Hawkins tried one more time. “So the bad guys know where we are?”
“Oh, I’d bank on it,” Kurtzman confirmed. “Speaking of which, did you get the guns?”
Hawkins had taken the elite trajectory from United States Army to United States Army Ranger to Delta Force before he had taken a meeting with Mack Bolan and company. All of his life, guns were artillery pieces. Firearms were weapons. He had given up trying to explain this to Kurtzman. Hawkins often had to remind himself that despite the man’s utter brilliance, Kurtzman was, and always would be, a civilian. “The guns arrived, Bear. Swedish steel is good steel.” Hawkins made a face. “Too bad they’re fifty years old…”
“Short notice?” Kurtzman vaguely milled his hands. “Sweden?”
“They’re charmingly retro,” quipped Calvin James from where he sat in an armchair assiduously cleaning and oiling his weapon. “I’ve met some old-timers at the SEAL meets who’ve told stories about being issued Swedish Ks.” He made a face that matched Hawkins’s. “In Nam—”

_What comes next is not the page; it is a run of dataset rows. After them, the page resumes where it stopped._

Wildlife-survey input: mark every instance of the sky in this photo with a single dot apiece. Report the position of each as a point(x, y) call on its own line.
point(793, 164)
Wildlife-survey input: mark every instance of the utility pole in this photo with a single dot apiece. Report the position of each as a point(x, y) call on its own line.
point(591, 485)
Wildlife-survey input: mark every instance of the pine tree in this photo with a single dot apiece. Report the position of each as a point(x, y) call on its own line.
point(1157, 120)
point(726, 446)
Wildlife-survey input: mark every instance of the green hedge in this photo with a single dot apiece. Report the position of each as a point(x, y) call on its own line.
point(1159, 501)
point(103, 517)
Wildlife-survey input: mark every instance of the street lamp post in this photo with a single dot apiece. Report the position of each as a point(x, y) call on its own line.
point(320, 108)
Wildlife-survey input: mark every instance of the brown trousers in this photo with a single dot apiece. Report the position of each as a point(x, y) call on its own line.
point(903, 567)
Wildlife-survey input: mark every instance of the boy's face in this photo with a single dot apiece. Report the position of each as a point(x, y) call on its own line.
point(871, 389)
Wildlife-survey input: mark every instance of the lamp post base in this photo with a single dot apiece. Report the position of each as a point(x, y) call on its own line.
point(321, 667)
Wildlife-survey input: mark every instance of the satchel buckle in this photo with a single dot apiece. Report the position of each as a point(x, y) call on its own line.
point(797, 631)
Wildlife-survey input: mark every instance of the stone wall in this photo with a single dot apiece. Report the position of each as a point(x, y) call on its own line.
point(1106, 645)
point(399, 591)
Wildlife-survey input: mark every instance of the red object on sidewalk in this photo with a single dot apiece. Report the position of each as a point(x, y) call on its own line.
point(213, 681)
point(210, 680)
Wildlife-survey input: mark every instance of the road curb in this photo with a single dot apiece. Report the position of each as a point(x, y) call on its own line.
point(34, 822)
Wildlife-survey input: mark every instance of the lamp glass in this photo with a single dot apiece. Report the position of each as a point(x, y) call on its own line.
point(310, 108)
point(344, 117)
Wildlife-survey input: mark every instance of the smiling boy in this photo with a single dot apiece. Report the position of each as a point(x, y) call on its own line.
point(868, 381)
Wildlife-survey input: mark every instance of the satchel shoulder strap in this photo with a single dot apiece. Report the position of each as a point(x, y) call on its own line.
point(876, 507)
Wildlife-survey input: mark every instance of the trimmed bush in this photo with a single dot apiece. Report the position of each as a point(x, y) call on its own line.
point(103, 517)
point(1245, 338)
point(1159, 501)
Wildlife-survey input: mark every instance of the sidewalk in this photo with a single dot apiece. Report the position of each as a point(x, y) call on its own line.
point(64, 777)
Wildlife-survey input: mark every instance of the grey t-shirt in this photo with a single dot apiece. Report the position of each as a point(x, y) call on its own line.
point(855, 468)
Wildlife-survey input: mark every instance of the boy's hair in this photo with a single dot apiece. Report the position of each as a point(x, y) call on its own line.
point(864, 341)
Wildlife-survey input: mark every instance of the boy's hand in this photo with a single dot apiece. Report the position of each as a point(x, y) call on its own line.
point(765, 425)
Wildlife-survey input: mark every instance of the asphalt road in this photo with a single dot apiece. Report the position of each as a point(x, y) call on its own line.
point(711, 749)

“Retro is right,” Hawkins grunted.
The Swedish K submachine guns had no optics, laser designators, suppressors or tactical lights. They looked as though they belonged in a Bond film; nothing later than early Roger Moore, and Sir Roger probably would have scowled at them. They only operated on rock and roll and didn’t even have a safety. Though that part Hawkins perversely kind of liked. He also kind of liked the fact that the models the CIA had procured were so old they had the original adapter for Finnish 50-round magazines. Hawkins got back to the matter at hand. He turned to McCarter. “So, boss. Do I do anything about the black box or not?”

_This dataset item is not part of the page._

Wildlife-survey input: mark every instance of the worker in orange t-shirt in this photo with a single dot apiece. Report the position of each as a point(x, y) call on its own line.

McCarter leaned over the table and peered at the little yellow question of the day. “Bear, what do you think?”
“My guess is they have been able to track you, and they had all day to cross the Baltic or organize something in your neighborhood. If you want to move, they’ll be able to track you. Maybe you want to do that and set a trap? Or you could remove it, put it on a train to nowhere and send the bad guys on a wild-goose chase, then maybe we can take a stab at tracking them.”